В конце XVIII в. Державин отказался от дальнейшего освоения жанра торжественной оды. Несмотря на осуществленное еще в 1780-е гг. обновление оды, она сковывала поэта в выражении новой темы. Отвергаемые правила нормативной поэтики часто оказывали свое влияние на поэта, порождая «невыдержанность» — риторичность и условность образов. В 1790-х и 1800-х гг. Державин обратился к анакреонтике, новаторски изменив старый жанр (вместо оды он стал писать «анакреонтические песни»).

В «Жизни Званской» (1807) не только отстаивалась независимость поэта от двора, власти царя и вельмож. Это первая попытка создания романа в стихах, оказавшая большое влияние на Пушкина. Предметом поэзии здесь стала жизнь обыкновенного человека. Его интересы, мысли и занятия, описанные за один день — с утра до позднего вечера, стали поэзией, интересной читателю. Точное и красочное описание быта не делало поэзию низкой. Державин учил: нет низких и высоких тем, низких и высоких предметов, низких и высоких слов. Есть человек и мир. Человек — хозяин мира. Его стремления к счастью, труду, наслаждениям естественны, и все в земном мире должно служить ему. «Жизнь Званская» — вершинное произведение зрелого Державина, итог его творчества и завещание поэта.

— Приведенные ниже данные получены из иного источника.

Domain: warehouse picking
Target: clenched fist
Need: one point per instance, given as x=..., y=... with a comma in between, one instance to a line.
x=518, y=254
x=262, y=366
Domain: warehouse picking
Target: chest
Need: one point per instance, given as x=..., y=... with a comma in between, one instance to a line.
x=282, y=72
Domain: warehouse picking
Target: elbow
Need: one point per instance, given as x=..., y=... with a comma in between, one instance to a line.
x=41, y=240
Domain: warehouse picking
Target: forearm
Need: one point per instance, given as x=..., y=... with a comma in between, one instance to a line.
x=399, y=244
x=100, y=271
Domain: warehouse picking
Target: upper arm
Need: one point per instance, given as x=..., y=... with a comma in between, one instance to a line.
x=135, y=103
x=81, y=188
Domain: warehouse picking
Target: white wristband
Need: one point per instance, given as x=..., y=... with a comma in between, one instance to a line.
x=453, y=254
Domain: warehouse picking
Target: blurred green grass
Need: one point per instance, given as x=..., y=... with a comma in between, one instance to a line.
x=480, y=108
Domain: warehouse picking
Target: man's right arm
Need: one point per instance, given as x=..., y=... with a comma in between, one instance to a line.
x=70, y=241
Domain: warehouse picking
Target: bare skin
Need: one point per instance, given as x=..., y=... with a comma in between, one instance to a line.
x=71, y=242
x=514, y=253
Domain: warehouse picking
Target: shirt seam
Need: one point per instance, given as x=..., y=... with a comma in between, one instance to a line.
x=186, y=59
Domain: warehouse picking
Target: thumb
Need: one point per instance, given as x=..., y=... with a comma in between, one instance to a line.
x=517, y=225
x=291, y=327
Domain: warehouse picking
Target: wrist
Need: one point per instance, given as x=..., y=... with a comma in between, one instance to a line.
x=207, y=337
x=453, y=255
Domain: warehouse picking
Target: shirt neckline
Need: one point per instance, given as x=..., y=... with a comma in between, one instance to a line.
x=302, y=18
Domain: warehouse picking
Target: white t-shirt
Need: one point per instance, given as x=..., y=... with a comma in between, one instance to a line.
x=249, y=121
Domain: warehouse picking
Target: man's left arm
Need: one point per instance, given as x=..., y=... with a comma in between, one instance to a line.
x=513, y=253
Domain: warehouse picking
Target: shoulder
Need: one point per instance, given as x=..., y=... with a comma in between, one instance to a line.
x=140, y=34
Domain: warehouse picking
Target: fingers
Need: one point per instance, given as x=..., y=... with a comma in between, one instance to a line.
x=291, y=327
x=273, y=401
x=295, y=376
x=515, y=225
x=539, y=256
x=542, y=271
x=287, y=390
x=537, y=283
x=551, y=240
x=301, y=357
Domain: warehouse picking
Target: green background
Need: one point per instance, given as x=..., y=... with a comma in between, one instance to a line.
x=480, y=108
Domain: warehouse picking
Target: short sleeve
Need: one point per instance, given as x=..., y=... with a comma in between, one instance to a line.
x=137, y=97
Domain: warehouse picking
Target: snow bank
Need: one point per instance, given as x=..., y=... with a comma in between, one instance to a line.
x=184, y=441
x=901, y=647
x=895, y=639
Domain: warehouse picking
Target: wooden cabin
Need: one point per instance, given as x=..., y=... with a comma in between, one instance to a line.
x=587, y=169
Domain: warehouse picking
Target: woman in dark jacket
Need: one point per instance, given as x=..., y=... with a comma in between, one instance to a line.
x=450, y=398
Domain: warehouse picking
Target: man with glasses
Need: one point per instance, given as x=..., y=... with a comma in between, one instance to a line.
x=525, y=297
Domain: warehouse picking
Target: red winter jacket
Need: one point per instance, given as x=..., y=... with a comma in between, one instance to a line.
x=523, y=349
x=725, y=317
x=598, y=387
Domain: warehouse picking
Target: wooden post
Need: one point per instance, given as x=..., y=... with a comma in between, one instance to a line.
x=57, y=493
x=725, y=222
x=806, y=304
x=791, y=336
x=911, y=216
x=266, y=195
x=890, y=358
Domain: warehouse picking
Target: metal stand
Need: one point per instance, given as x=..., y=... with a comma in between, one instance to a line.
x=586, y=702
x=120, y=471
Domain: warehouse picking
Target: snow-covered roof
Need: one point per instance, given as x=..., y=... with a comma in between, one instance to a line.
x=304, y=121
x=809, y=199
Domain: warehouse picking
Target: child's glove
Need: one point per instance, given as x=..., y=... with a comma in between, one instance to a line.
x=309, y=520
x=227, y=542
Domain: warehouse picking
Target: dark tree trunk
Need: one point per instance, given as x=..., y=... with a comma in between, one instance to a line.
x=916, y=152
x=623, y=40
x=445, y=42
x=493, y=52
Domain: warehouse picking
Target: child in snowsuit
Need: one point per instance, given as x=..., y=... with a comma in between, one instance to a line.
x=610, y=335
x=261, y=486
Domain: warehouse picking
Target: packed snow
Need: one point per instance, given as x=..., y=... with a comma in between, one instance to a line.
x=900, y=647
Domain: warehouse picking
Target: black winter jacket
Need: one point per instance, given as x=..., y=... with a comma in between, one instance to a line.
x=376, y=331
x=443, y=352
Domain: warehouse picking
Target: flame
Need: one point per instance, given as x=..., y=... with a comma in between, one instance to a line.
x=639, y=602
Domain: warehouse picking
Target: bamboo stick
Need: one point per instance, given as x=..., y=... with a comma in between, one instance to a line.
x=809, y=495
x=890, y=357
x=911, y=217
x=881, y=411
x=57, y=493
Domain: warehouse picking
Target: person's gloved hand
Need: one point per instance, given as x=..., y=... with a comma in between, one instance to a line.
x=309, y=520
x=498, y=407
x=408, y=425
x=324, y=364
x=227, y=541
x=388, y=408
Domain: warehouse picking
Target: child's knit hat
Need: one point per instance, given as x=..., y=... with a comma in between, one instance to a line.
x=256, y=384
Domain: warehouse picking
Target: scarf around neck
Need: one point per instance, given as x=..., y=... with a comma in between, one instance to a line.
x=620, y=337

Державин открыл русским поэтам новые возможности художественного изображения действительности, помогал обнаружить поэтическое в обыкновенном, учил изображать реального человека, раскрывая его как неповторимую личность. Освоение опыта Державина помогало быть оригинальным: предметом поэзии становилась неисчерпаемо богатая живая жизнь и человек со своим индивидуальным характером и духовным миром. Художественные открытия и поэтические достижения Державина и были усвоены молодыми поэтами нового века — Д. В. Давыдовым, Батюшковым и Пушкиным-лицеистом. Так складывалось, организационно не оформленное, но живое, державинское направление в поэзии начала века. Именно тогда стала ясна та роль Державина, в творчестве которого, как в фокусе, сосредоточились итоги поэтического развития XVIII в., и то его место в литературном движении 1800–1810-х гг., которое Белинский определил лаконично и точно — «отец русских поэтов».